Programming a robot that learns to walk

Robin2:
But the reality is that it does not. A foal can walk within a few minutes of being born. In the wild, if he couldn't, he was eaten.

If you really want to see this in action then check out a baby elephant. They aren't born knowing how to control their trunks. So they are completely dependent on mother's milk for the first bit. But if you watch them they'll try. They'll eventually learn to grab a bunch of grass and then it will just sort of flop around looking for their mouth. What's happening is that the brain is firing motor neurons in a seemingly random fashion and learning what each patter does until it learns to control the trunk. It's actually kind of cute to watch the little guy trying in vain to put a bunch of grass in his mouth.

Hi

You could do this on a simpler method.
Without the ANN.

Generate random servo positions for all the servos, and use random delays between servo movement.
Store this in arrays. Include the accelerometer in the arrays.

At the end of each generation (atleast 2gen), you compare acceleration value, and copy the servo movements from the generation that achieved the greatest acceleration.
Then give those servomovements a slight randomness (example; best previous servomovement and timings +- 5%)

Repeat...

Muzel.

That's an interesting approach, and may bear some fruit. It's closer to a GA approach than ANN.

I'm not sure how the acceleration is indicative of forward movement though.

Delta_G:
It's actually kind of cute to watch the little guy trying in vain to put a bunch of grass in his mouth.

Sounds very interesting.

I understand that adult elephants have extraordinarily sensitive control of their trunks.

...R

I'd take a look at inverted pendulums.
Consider each leg as an IP - individually at first.

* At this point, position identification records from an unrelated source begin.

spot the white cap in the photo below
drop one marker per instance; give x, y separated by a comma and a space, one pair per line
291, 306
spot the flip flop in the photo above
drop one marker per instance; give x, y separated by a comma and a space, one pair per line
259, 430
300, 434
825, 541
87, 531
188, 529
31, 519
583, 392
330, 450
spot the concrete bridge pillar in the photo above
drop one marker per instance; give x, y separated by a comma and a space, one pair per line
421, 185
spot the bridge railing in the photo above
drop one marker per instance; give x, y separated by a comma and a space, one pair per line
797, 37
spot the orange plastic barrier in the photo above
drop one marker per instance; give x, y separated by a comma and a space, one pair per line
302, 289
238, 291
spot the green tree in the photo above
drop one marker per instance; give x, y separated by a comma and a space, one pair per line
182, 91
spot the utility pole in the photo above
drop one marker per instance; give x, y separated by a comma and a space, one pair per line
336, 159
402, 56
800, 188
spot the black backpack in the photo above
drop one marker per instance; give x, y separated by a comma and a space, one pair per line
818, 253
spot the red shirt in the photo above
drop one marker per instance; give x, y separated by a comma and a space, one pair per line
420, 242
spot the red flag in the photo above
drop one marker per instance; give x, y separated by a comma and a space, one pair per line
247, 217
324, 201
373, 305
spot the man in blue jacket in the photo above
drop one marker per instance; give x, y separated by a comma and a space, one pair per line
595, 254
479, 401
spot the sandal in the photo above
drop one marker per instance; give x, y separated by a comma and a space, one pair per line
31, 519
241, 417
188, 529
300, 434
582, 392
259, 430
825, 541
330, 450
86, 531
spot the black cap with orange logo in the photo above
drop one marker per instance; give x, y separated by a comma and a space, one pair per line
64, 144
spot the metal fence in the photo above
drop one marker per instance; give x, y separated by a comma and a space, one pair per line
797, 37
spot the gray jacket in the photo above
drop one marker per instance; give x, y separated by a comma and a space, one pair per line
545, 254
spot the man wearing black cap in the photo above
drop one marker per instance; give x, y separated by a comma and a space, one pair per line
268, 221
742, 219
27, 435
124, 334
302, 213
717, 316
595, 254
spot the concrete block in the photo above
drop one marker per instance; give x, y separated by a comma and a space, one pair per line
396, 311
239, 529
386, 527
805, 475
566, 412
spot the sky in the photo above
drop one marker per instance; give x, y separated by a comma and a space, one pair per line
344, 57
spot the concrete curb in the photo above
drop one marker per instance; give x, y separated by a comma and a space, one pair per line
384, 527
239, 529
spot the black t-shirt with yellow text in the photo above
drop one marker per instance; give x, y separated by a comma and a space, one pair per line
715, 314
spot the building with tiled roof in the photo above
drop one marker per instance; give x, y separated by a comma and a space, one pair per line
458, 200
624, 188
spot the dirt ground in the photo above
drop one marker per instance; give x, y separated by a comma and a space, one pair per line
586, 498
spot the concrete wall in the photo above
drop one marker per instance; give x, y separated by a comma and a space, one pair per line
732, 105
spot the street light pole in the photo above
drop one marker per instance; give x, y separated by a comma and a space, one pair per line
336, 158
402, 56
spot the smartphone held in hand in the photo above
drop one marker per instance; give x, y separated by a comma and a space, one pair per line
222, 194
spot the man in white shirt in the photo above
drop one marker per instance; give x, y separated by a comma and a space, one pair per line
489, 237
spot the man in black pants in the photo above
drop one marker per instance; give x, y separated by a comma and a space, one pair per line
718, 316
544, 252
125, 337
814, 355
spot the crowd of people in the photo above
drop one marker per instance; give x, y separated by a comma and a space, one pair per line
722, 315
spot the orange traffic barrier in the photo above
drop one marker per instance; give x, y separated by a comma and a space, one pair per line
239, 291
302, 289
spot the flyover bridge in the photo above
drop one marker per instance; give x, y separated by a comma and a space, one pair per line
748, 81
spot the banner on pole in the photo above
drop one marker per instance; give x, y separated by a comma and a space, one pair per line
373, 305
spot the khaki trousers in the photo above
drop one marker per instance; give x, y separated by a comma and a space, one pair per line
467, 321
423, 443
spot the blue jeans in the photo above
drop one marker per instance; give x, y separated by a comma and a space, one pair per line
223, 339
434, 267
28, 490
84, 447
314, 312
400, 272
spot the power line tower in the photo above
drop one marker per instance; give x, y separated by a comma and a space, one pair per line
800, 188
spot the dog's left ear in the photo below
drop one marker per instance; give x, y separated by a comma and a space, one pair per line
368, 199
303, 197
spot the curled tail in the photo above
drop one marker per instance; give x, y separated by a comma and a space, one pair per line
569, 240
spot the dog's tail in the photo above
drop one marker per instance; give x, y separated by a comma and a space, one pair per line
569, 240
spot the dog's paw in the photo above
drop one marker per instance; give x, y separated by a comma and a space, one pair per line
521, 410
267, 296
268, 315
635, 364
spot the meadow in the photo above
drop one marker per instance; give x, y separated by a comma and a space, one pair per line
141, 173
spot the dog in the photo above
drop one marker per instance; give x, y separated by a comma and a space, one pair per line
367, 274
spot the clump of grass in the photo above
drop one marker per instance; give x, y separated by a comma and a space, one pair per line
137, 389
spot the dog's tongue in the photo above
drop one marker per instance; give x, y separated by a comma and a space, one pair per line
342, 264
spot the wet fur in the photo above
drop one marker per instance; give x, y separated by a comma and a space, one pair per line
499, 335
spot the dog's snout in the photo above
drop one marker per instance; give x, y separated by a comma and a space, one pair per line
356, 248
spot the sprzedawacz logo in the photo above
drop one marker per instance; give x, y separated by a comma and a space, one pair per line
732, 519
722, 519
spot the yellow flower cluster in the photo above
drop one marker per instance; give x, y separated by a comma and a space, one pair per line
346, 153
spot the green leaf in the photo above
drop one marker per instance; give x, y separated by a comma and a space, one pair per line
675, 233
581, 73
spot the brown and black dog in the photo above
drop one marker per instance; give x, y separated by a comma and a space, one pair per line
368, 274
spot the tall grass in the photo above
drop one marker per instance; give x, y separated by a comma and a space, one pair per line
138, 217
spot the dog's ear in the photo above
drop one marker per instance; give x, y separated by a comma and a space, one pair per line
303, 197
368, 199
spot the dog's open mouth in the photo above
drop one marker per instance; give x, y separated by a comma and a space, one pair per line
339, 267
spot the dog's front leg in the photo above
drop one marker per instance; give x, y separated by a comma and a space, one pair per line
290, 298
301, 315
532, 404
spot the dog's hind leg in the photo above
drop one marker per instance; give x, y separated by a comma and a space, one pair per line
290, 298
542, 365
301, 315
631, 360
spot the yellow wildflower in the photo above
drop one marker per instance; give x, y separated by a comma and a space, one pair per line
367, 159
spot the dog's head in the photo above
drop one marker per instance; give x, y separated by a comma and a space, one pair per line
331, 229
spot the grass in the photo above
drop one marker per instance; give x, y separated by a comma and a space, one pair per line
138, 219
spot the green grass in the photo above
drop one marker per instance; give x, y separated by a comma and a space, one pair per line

Then tweak the PID for each - seeing how they interact with the others in isolation, then expand the samples to 2, 3 and all four legs - with the stability sensors located mid-point of the legs under test.

If you work with 4 legs, you have 16 iterations of each test - so I believe the numbers might become manageable for a viable gait & motion learning machine.

Remember the essence of walking is maintaining balance, and motion in a nominated direction.